Convention Assist’Manager
Jeudi 19 Mai – Jardin d’Acclimatation, Paris 16ème

J’ai commencé à partager sur ce blog la convention d’assistant(e)s jeudi matin – tant que le WiFi marchait encore.
Corinne Dillenseger, rédac chef de MaViePro, livre un article complet sur les bonnes raisons d’avoir assisté à cet événement, en rapportant notamment la photo des trois lauréates des prix dédiés aux assistantes projet. J’ai demandé une interview à la gagnante du projet Evénementiel et j’espère pouvoir la publier prochainement ici.
Mais un peu comme Corinne, je reste sur ma faim concernant cette journée.
Une grosse faim si l’on considère le déjeuner networking raté (la moitié du buffet a été mangée avant la remise des prix – bravo les congressistes pour l’image très professionnelle…), et une faim plus immatérielle, au sujet de ce fameux avenir du métier et l’actualité de ce vilain mot, « l’assistanat ».
Pour évacuer la partie organisationnelle, disons simplement qu’il est fort regrettable d’avoir si mal dirigé les participants entre les différents lieux de conférences et d’ateliers. Le jardin d’acclimatation était un choix tout à fait charmant (le transat m’a permis de travailler un peu « comme à la maison » – et oui, parfois je télé-transat-travaille !), mais lassée d’attendre au mauvais endroit, au mauvais moment, je suis partie avant la conférence de clôture. J’avoue sans mal avoir été une invitée de MaViePro, sinon la facture de 85 EUR ttc ou (65 EUR pour les affiliés aux associations partenaires), pour au final déjeuner sur le pouce dans un café à 800 mètres de l’événement, serait restée en travers de la gorge de mon entreprise. Les contenus étaient corrects, quand ils n’étaient pas une bande-annonce pour des cours d’anglais, mais je crains que cet épisode d’agapes manquées, cumulé à quelques couacs, démotive les assistantes à réclamer à leur entreprise une 3ème présence à la Convention Assist’Manager 2012.

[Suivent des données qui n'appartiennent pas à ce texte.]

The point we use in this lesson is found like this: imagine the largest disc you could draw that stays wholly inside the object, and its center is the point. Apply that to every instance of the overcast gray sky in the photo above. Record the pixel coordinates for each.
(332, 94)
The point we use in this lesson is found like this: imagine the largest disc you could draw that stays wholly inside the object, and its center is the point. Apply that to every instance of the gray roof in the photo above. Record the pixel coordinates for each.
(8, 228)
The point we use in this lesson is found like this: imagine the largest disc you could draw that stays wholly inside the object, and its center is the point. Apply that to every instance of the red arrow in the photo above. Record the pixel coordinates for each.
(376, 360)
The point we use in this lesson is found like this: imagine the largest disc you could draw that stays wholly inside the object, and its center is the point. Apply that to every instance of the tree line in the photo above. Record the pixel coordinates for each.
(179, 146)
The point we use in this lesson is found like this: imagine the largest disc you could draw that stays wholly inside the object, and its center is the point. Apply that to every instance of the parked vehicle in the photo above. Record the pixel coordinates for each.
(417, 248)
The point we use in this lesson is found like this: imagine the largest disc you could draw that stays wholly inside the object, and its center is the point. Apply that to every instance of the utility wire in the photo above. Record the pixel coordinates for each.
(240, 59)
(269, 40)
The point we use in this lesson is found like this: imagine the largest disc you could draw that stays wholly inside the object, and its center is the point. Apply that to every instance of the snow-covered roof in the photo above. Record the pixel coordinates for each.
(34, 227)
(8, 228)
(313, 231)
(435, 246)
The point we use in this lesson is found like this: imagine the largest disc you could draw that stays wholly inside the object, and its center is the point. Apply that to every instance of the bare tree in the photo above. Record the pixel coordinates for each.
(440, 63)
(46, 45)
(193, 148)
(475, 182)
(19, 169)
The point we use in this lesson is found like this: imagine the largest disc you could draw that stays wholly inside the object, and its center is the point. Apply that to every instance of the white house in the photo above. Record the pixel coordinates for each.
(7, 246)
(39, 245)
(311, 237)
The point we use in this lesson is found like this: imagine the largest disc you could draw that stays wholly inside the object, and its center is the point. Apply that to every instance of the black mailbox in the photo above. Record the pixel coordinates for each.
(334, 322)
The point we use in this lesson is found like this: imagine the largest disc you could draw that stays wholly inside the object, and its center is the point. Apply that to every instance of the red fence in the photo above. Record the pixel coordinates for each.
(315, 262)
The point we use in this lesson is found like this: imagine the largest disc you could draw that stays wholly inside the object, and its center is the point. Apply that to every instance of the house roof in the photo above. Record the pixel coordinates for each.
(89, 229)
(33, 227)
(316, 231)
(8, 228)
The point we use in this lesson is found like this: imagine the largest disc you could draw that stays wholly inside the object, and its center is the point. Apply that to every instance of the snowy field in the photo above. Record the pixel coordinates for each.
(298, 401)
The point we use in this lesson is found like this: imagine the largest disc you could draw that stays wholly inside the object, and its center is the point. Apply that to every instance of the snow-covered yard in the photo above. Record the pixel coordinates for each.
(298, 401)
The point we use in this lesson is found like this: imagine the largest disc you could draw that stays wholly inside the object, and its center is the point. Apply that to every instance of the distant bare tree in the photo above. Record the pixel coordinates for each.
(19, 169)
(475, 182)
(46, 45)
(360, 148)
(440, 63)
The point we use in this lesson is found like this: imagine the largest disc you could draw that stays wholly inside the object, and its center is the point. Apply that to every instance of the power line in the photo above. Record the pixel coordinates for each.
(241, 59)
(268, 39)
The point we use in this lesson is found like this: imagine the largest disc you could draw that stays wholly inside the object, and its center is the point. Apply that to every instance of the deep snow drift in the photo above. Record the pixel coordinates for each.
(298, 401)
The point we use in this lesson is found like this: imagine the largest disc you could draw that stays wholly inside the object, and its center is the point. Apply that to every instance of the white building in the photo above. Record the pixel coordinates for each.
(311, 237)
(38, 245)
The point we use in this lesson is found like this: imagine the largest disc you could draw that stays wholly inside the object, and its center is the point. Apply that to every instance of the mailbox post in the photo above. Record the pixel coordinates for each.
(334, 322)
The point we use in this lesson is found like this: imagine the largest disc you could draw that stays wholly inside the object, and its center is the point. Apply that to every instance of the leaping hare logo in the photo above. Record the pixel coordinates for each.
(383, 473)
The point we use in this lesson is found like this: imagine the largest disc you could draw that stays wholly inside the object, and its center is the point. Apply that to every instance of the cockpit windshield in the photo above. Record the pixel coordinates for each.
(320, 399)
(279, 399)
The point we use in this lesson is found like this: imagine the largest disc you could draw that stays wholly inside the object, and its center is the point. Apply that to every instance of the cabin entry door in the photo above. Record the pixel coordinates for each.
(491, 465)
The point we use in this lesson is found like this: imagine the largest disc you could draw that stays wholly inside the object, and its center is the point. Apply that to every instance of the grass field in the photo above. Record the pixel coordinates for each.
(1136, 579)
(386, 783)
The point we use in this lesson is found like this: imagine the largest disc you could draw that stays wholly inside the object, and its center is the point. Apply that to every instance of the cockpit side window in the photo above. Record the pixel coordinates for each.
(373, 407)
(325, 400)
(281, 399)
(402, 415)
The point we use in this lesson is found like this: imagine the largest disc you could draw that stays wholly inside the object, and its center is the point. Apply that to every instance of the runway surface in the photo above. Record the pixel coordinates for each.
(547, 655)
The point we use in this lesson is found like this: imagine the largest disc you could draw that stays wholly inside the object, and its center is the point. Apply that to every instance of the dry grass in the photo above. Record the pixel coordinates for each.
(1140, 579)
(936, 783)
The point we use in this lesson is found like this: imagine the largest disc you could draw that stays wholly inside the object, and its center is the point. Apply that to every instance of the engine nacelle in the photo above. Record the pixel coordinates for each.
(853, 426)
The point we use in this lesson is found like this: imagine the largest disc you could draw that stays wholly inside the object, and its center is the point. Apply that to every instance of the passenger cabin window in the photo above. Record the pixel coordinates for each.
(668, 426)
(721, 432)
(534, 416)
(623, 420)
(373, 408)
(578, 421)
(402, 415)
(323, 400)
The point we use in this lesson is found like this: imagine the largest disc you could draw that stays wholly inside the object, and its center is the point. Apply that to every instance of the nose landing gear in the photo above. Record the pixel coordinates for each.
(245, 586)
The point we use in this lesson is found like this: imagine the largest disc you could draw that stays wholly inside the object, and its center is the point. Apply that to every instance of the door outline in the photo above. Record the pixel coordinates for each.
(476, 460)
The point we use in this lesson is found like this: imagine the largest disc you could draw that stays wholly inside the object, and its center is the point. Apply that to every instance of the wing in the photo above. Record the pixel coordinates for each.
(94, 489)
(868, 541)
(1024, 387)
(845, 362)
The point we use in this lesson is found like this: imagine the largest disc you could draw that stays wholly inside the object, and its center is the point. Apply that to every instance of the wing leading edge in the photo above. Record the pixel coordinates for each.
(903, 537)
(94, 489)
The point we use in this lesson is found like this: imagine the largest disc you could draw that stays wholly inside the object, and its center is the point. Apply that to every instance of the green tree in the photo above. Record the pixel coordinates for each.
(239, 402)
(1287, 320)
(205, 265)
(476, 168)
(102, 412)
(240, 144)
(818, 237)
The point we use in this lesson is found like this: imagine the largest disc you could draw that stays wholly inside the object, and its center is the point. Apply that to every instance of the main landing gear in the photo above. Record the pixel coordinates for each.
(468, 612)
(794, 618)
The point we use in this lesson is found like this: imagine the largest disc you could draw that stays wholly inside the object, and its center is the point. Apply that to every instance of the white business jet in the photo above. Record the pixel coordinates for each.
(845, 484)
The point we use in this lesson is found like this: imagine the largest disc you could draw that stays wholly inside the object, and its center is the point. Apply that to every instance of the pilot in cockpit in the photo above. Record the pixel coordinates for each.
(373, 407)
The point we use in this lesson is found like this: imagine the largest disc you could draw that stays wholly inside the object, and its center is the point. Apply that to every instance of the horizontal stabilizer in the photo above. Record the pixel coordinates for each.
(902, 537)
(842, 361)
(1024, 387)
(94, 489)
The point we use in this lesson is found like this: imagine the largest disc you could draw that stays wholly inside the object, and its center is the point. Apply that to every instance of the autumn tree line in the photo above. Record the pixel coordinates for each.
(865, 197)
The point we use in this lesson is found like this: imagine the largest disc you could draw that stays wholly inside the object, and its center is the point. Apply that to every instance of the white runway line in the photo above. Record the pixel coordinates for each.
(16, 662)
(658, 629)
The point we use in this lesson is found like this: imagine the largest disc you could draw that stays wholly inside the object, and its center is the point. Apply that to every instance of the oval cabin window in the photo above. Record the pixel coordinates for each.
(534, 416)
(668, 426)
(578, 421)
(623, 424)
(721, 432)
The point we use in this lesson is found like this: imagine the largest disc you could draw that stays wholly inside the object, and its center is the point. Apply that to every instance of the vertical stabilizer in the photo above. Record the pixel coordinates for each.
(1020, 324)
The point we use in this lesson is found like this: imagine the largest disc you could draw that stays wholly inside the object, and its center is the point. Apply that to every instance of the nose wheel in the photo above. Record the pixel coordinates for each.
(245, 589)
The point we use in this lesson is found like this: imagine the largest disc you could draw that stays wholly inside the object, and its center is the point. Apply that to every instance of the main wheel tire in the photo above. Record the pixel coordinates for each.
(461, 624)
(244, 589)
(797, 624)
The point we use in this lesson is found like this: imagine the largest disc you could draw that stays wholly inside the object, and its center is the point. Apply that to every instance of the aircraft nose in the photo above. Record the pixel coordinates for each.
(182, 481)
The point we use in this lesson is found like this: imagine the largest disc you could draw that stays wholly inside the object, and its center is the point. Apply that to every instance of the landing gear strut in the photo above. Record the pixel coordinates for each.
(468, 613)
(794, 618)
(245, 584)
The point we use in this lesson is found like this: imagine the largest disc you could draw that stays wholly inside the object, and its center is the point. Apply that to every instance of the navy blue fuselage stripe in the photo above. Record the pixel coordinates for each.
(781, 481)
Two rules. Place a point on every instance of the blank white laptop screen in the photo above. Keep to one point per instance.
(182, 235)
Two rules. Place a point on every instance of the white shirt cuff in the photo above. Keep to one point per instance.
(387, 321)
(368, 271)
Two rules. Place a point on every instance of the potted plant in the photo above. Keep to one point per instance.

Pour ce qui est de ma faim ontologique – être ou ne pas être une assistante, cette journée prise isolément n’aurait pas suffi à me redonner confiance dans le mot « assistant », pour avancer en indépendante quand l’adversité me porte à renoncer à ce vocable : clubs dissidents, experts hautains, comportements discutables… J’avais déjà compris en écoutant la radio que le mot « assistanat » n’était vraiment plus possible pour présenter cette activité, je crois à présent que le mot « assistant » doit vraiment s’utiliser judicieusement et surtout plus seul. Non, je ne suis pas « qu’une assistante projet » (le combat est bel et bien perdu sur la volonté de puissance intrinsèque au mot), je suis une « assistante d’élite » (… et c’est moi l’élite !), qui conjugue support et expertise, en étant facilitateur – coordinateur projet et expert du message de communication des entreprises. Un service 5 étoiles à l’intention de l’intelligence collective.
Une dernière conversation, fort heureuse, lors du dîner des Mompreneurs, avec Nora Esnault – ex-assistante de direction, fondatrice du Prix de l’entrepreneuse, et mon bide monumental lors de mon tour de table avec les Femmes Chefs d’Entreprises (j’y reviendrai), lors du déjeuner de l’AG samedi, achèvent de me conforter sur le fait que plus jamais je ne me présenterai comme simple « assistante projet », et que « l’assistanat » est banni de mon vocabulaire pour décrire mon savoir-faire. Comme par hasard, le nouveau BTS s’appelle « Office Manager »… J’ai bien fait d’avoir imprimé 2000 cartes de visite comme Personal Assistant.